Zalman King, the man who brought us Showtime's Red Shoe Diaries is the director of Delta of Venus and fans of the series can pretty much expect a roughly 90-minute version of the TV show. In other words, there's a lot of softcore sex, some very beautiful women – but sadly, not much in the way of storyline.

I was, however, pleasantly surprised to find that the star of Delta of Venus is the one and only Audie England, whom I loved in Free Enterprise. This is one of her earlier roles (filmed back in 1995), and while she doesn't impress much as an actress here – Ms. England is definitely "easy on the eyes". The male lead goes to Picket Fences' Costas Mandylor, whom for some reason has always reminded me of a younger version of Aidan Quinn.

Audie England plays a young American writer in Paris shortly before World War II breaks out who meets Costas' character at a party and immediately hits it off with him. The problem is that aside from being two stunningly attractive people, the two main characters have absolutely nothing in common. Of course, they're taking off their clothes so often in the first half hour of the film, that there is little time for chit chat.

Where Zalman King fails at telling a story, he excels at visuals, giving us softcore action that would seem right at home (and probably will be right at home soon enough) after hours on Cinemax.

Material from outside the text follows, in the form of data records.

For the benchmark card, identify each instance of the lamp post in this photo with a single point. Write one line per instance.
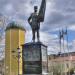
(18, 56)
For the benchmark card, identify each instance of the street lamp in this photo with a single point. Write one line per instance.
(18, 56)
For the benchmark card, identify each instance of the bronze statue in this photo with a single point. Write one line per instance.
(35, 19)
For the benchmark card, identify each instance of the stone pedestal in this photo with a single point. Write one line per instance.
(35, 59)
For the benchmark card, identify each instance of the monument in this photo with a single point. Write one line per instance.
(35, 53)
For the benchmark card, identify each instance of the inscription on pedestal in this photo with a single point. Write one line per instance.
(34, 58)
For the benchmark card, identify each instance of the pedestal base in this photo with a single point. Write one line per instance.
(35, 59)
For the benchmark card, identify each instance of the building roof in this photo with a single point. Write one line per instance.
(14, 25)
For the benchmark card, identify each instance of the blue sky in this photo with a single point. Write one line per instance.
(59, 14)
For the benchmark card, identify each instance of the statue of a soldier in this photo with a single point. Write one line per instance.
(35, 19)
(35, 25)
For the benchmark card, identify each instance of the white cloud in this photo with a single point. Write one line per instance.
(72, 27)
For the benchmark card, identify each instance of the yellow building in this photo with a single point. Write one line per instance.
(14, 38)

Like his work on Red Shoe Diaries, the sex is filmed in such a way that it may very well appeal to a female audience more than it does a male one. Sadly though, I've come to the conclusion that King's work is like a cinematic version of a Harlequin romance novel: pretty on the surface, but having very little substance.

No good movie romance occurs without at least one break up…and the one in Delta of Venus happens about a quarter of the way into the movie – when Audie catches Costas out in the middle of the street making out with a hooker. Subtle…real subtle! Audie is now without a partner and without work too…so she goes to her publisher to see what he has to offer her. He first gets her a job nude modeling (the true dream of any serious writer!) and then tells her of an offer from an interested, but anonymous, party who wants her to write erotic fiction for him. No bonus points for guessing who the interested party is!

THE DVD

Video:
The video is presented in 1.85:1 anamoprhic, but is not in very good shape. There's grain evident throughout all of the movie, and there's a lot of dirt on the print. The overall lighting seems somewhat dark as well, and there's a real lack of sharpness to the picture. Whether the grain and soft focus were intentional (soft focus is often used in adult movies to help avoid showing off any physical blemishes of an actress) is unknown, but even if it was the intent, the transfer just doesn't look very good on a widescreen TV.

Audio:
You may be surprised to find out that DTS, 5.1 Dolby and 2.0 Dolby Surround are all offered on this disc. You may also be surprised to find out that there's not a whole lot of difference between the DTS and 5.1 track. The dialogue actually sounds a bit tinny at times, and there's not enough going on in the film to warrant the focus on audio – although there are a few lounge singers during the film that mark the few points where the audio does show a little sparkle.

Extras:
Perhaps the most interesting extra or feature on this disc is the fact that the DVD contains both the R-Rated and NC-17 Rated versions of the film. Pervert that I am, I only viewed the NC-17 version – so I'm guessing the only difference between the two is a bit of edited sex…since there's really nothing else that happens in the movie that would garner a harder rating.

The DVD also contains a few Trailers for other Fine Line feature films.

THE BOTTOM LINE

If I can borrow a line from American Idol judge Simon Cowell, "It just wasn't good enough." For me, sex is only truly erotic on-screen when there's some genuine chemistry between the actors, and while Delta Of Venus certainly offers some attractive people to look at, it's ultimately a movie that's running on empty. Skip it.